At times, Thomson’s modest pianistic writing is quite successful. In a Bird Cage (Lise Deharme) was delightfully evocative, creating a bewitching and playful dialogue between cello and piano. Bugles and Birds (Pablo Picasso), employing bitonality and a style reminiscent of Ives, was wonderfully expressive. Mark Beard: Never Alone, was one of a few that rigidly maintained a diatonic composition for its near entirety and seemed to be void of any redeeming musical qualities. On the other hand, Persistently Partora: Aaron Copland employed the same tonal limitations but was among the strongest of the miniatures; perhaps Thomson felt a certain pressure to impress this subject more than some others.
Between the concert’s bookends of Virgil Thomson portraits were pieces of very different character. Scott Wheeler has composed some musical portraits of his own, largely as a response to Thomson’s approach. Pianist Wayman Chin, Dean of the Conservatory of Music at Longy, premiered Arietta, a portrait of soprano Nancy Armstrong (who was in the audience); and Naoko Sugiyama performed Birthday Card for Tony, based on Thomson’s own portrait of his biographer, Tommasini. Arietta was full of rich, harmonic color, and Chin interpreted the piece’s melodic lyricism with grace. The piece evokes a style Wheeler so eloquently uses in his art songs, which only seems appropriate, given the subject of this portrait, renowned for her interpretive singing of songs from Purcell through Gershwin. Birthday Card for Tony, by contrast, was rhythmic and angular, cleverly spinning musical themes around off-axis meters.
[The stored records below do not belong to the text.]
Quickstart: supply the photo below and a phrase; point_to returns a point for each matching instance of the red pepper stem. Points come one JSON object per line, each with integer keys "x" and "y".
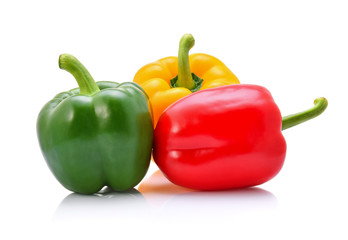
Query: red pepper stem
{"x": 320, "y": 104}
{"x": 84, "y": 79}
{"x": 184, "y": 73}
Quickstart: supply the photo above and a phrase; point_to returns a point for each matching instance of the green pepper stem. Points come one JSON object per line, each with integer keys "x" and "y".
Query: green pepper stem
{"x": 320, "y": 104}
{"x": 83, "y": 77}
{"x": 184, "y": 72}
Both pianists performed brilliantly.
David Mullikin’s The Emperor and the Nightingale was a narrated fable with a direct quality about it. The piece, as flutist Julie Scolnik announced, is intended for young audiences but would no doubt find a welcome reception by adults as well. The music was mostly simple but weaved nicely into Hans Christian Anderson’s story, narrated with panache by Karen Zorn, President of Longy School of Music of Bard College. Harpsichordist Avi Stein gave a splendid performance of some early examples of portraiture of Antoine Forqueray (1671-1745); his Suite in C Minor, transcribed from bass viol by his son, Jean-Baptiste, includes portraits of Rameau, Guignon, Sylva, and Jupiter. It was bright and magnificently virtuosic, and Stein navigated the piece’s flowing contrapuntal textures with maturity and musicality.
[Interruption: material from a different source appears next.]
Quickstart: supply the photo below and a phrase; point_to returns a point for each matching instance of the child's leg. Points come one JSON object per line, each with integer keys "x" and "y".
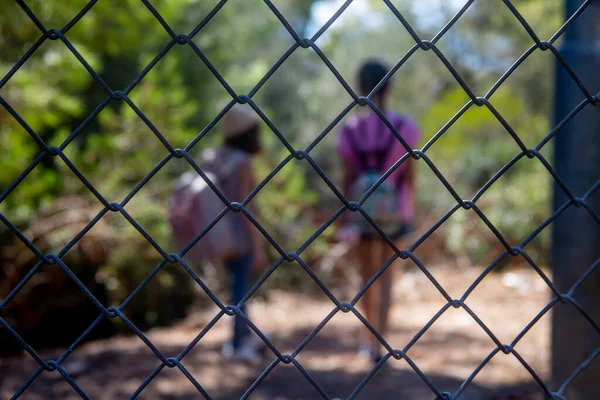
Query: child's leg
{"x": 369, "y": 298}
{"x": 240, "y": 278}
{"x": 386, "y": 282}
After these departures, the program returned to a final set of Virgil Thomson’s portraits, which, as previously stated, run the gamut of musical style, medium, and quality. Ultimately, these miniatures presented him as a rare composer who was able to tie the creative process itself to connecting directly with people, where so much of a typical composer’s work is done in solitude. It’s a heartening realization, then, that this very medium Thomson used to more intimately relate to others has become a vehicle in which audiences may now more intimately relate to him.
Longy’s Septemberfest continues with a program of Beethoven, the couples Clara and Robert Schumann and Gustav and Alma Mahler, on Wednesday, September 19th.